BEBERAPA CATATAN SINGKAT TENTANG MALUKU DALAM KONTEKS
PEMBANGUNAN PROVINSI KEPULAUAN [1]
Oleh : M.J.Saptenno[2]
A. Pengantar.
Konflik sosial beberapa waktu lalu sering menjadi alasan untuk mendiskreditkan orang Maluku. Hampir sebagian besar kesalahan ditimpakan kepada orang Maluku. Konsep berpikir yang demikian harus dirubah dan harus memandang Maluku sebagai bagian penting dari Negara Kesatuan Republik Indonesia. Orang Maluku sebenarnya tidak ingin bertikai, namun karena dipicu oleh berbagai pihak yang mempunyai kepentingan tertentu maka terjadi konflik yang sangat memalukan dan menghancurkan peradaban orang Maluku.
Dalam rangka membangun Maluku kedepan terutama terkait dengan karakter wilayahnya yang sebagian besar terdiri dari laut yang ditaburi pulau pulau, maka dibutuhkan langkah langkah strategis dan bijaksana. Hubungan politik antara pemerintah pusat dan daerah harus dibangun berdasarkan prinsip proporsionalitas sebagai bagian dari konsep keadilan. Prinsip kemanfaatan dan kesejahteraan juga harus diutamakan, sehingga berbagai kegiatan pembangunan, tidak menimbulkan ketimpangan dan kecemburuan, namun terfokus pada masyarakat, sehingga segera keluar dari perangkap kemiskinan.
Perjuangan untuk membentuk Provinsi Kepulauan atau nama lain, yang awalnya digagas oleh Provinsi Maluku, ternyata dihadapkan pada tantangan dan hambatan. Hal yang cukup memprihatinkan tantangan itu datang dari akademisi dan pengambil kebijakan, yang selalu memandang gagasan itu sebagai upaya memecah belah Negara Kesatuan Republik Indonesia ( NKRI ). Konsep pemikiran yang demikian sebenarnya tidak harus diterima begitu saja, namun patut dilakukan kajian- kajian mendalam, sehingga dapat memberikan justifikasi filosofis, yuridis maupun sosiologis, yang dapat dipertanggungjawabkan baik secara akademis maupun politis. Pandangan yang berbeda tentang konsep provinsi kepulauan merupakan hal yang wajar karena datang dari pemikir yang memiliki berbagai latar belakang pendidikan dan pengalaman yang berbeda. Suatu hal yang patut diperhatikan adalah kebijakan pemerintah dalam memandang wilayah nusantara, sebagai satu kesatuan yang utuh dengan ciri atau karakternya masing-masing.

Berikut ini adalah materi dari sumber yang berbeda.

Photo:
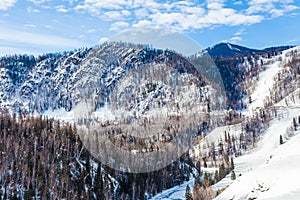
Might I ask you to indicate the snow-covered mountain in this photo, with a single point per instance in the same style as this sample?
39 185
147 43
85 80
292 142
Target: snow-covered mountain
228 49
267 169
57 81
115 79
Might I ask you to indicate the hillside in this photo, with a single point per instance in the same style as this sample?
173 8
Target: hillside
156 107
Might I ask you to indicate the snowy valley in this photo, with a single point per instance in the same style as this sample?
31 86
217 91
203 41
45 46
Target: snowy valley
247 148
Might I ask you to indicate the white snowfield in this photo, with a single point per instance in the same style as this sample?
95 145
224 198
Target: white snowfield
271 170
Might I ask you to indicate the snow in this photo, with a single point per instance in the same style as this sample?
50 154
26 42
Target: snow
266 81
270 172
177 192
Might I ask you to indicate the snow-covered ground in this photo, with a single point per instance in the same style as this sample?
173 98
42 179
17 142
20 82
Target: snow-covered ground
271 171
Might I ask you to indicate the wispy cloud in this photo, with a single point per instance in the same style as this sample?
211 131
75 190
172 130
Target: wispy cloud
30 25
37 39
31 10
5 4
117 26
38 2
62 9
275 8
235 39
181 16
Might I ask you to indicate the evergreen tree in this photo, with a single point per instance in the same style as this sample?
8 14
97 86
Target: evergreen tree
188 194
280 140
233 177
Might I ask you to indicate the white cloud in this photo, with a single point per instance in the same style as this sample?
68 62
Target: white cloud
183 15
34 39
30 25
48 26
103 39
61 9
238 3
91 31
31 10
117 26
275 8
5 4
235 39
38 2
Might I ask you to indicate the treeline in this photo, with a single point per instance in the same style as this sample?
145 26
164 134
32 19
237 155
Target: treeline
42 158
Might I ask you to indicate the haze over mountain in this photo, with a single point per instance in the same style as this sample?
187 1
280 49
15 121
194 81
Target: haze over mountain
250 138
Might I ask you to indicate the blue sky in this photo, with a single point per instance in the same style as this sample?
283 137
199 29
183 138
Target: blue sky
40 26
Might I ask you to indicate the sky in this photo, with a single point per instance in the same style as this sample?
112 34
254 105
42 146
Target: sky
42 26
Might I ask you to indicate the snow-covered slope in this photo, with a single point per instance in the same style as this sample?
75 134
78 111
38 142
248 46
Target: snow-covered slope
270 172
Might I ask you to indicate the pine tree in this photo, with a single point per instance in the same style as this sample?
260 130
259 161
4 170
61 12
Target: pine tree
280 140
188 194
232 163
233 177
295 124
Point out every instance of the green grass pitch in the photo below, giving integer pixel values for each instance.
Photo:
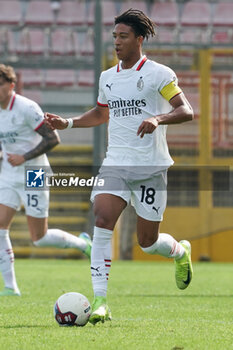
(148, 311)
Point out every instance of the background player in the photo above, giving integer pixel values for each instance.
(138, 97)
(25, 139)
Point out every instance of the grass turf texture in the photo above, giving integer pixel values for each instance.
(149, 312)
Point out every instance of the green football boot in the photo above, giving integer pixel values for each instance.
(8, 292)
(100, 311)
(184, 269)
(87, 238)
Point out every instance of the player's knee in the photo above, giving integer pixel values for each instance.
(146, 241)
(103, 222)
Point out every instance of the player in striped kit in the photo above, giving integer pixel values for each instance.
(138, 98)
(25, 139)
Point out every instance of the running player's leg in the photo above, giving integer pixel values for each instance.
(6, 252)
(36, 206)
(107, 209)
(153, 242)
(149, 200)
(43, 237)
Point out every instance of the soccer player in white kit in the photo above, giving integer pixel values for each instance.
(138, 98)
(25, 139)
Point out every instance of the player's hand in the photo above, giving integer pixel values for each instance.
(53, 121)
(147, 126)
(15, 159)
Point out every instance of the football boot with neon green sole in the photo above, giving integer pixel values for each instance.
(8, 292)
(184, 269)
(100, 311)
(87, 238)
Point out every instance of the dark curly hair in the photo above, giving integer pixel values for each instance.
(140, 23)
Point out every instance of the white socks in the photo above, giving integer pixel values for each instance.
(7, 261)
(61, 239)
(101, 259)
(166, 246)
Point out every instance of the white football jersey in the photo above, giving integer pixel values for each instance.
(19, 122)
(133, 95)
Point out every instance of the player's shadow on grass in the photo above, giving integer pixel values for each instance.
(178, 295)
(23, 326)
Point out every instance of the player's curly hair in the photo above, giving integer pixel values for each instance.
(140, 23)
(7, 73)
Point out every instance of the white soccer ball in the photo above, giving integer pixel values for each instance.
(72, 309)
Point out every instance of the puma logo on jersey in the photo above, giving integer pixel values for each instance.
(109, 86)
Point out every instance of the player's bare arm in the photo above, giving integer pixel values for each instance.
(182, 112)
(50, 139)
(96, 116)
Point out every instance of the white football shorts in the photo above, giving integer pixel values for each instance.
(35, 202)
(148, 196)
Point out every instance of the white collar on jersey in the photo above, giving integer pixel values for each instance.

Potensi sumberdaya alam melimpah namun belum dikelola secara optimal, karena politik pembangunan nasional yang kurang memberikan memberikan porsi yang cukup memadai bagi Provinsi yang berciri kepulauan. Salah satu contoh yakni Provinsi Maluku yang memiliki potensi sumberdaya laut yang melimpah terutama ikan dan telah diproklamirkan sebagai lumbung ikan nasional beberapa waktu lalu. Sampai saat ini, Pemerintah belum menyiapkan sarana dan prasarana yang memadai, sebagai upaya untuk merealisasikan kebijakan tersebut. Hal ini merupakan salah satu bukti bahwa berbagai kebijakan pemerintah, ternyata lebih pada retorika belaka, ketimbang aksi aksi nyata dalam rangka membangun bangsa Indonesia pada umumnya dan wilayah-wilayah tertentu, menuju kemajuan dan kesejahteraan masyarakat pada umumnya.

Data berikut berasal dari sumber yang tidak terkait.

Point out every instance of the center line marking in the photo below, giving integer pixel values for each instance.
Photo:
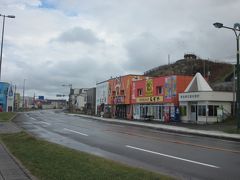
(75, 132)
(173, 157)
(45, 123)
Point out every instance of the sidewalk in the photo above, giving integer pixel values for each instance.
(10, 169)
(169, 128)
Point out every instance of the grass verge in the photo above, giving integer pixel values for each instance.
(51, 161)
(6, 116)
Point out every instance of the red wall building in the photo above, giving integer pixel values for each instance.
(157, 97)
(119, 98)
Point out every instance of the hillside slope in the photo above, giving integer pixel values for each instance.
(215, 72)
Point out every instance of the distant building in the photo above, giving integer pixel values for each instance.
(91, 101)
(157, 97)
(102, 104)
(200, 104)
(6, 97)
(78, 99)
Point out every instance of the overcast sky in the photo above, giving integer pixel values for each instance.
(81, 42)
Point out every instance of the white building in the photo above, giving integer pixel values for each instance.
(200, 104)
(78, 98)
(101, 96)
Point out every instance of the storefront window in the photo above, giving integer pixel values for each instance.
(215, 110)
(183, 110)
(210, 110)
(202, 110)
(139, 92)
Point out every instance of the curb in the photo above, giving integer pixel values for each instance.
(19, 164)
(190, 132)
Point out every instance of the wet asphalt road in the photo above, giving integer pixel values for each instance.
(182, 156)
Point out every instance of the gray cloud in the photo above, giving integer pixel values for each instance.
(95, 40)
(78, 34)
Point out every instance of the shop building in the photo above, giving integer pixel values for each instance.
(102, 104)
(157, 97)
(200, 104)
(91, 101)
(6, 97)
(119, 97)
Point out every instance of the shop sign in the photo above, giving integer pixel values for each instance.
(119, 100)
(152, 99)
(149, 87)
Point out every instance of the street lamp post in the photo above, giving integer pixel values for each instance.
(236, 30)
(23, 94)
(8, 16)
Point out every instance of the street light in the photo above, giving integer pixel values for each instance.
(70, 99)
(23, 94)
(235, 29)
(8, 16)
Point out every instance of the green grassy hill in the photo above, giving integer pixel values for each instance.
(214, 72)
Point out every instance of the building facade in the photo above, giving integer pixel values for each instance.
(157, 97)
(200, 104)
(120, 96)
(102, 105)
(6, 97)
(91, 101)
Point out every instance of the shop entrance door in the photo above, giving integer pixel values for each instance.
(194, 112)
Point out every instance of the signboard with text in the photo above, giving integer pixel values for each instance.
(152, 99)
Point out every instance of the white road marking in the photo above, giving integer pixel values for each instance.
(44, 123)
(75, 132)
(173, 157)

B. Kondisi Faktual Maluku Saat ini
Pasca konflik Maluku yang berlangsung sejak Tahun 1999, ternyata kebijakan pemerintah belum sepenuhnya tuntas, dalam menangani berbagai masalah yang selama ini membuat masyarakat Maluku trauma sangat mendalam. Masyarakat masih hidup tersegregasi berdasarkan kelompok agama dan etnis tertentu, sehingga kohesi sosial belum terbangun secara baik, berdasarkan kemauan dan kesadaran sendiri. Pemerintah tidak bisa tinggal diam dan menganggap konflik Maluku sudah selesai dan membiarkan masyarakat membangun diri sendiri tanpa kebijakan yang tepat dan terarah. Hal ini penting untuk melahirkan kedamaian abadi di negeri raja-raja ini. Riak-riak kecil akibat konflik masih terus dirasakan sampai saat ini, walaupun menurut pemerintah, Maluku sudah aman dan kondusif.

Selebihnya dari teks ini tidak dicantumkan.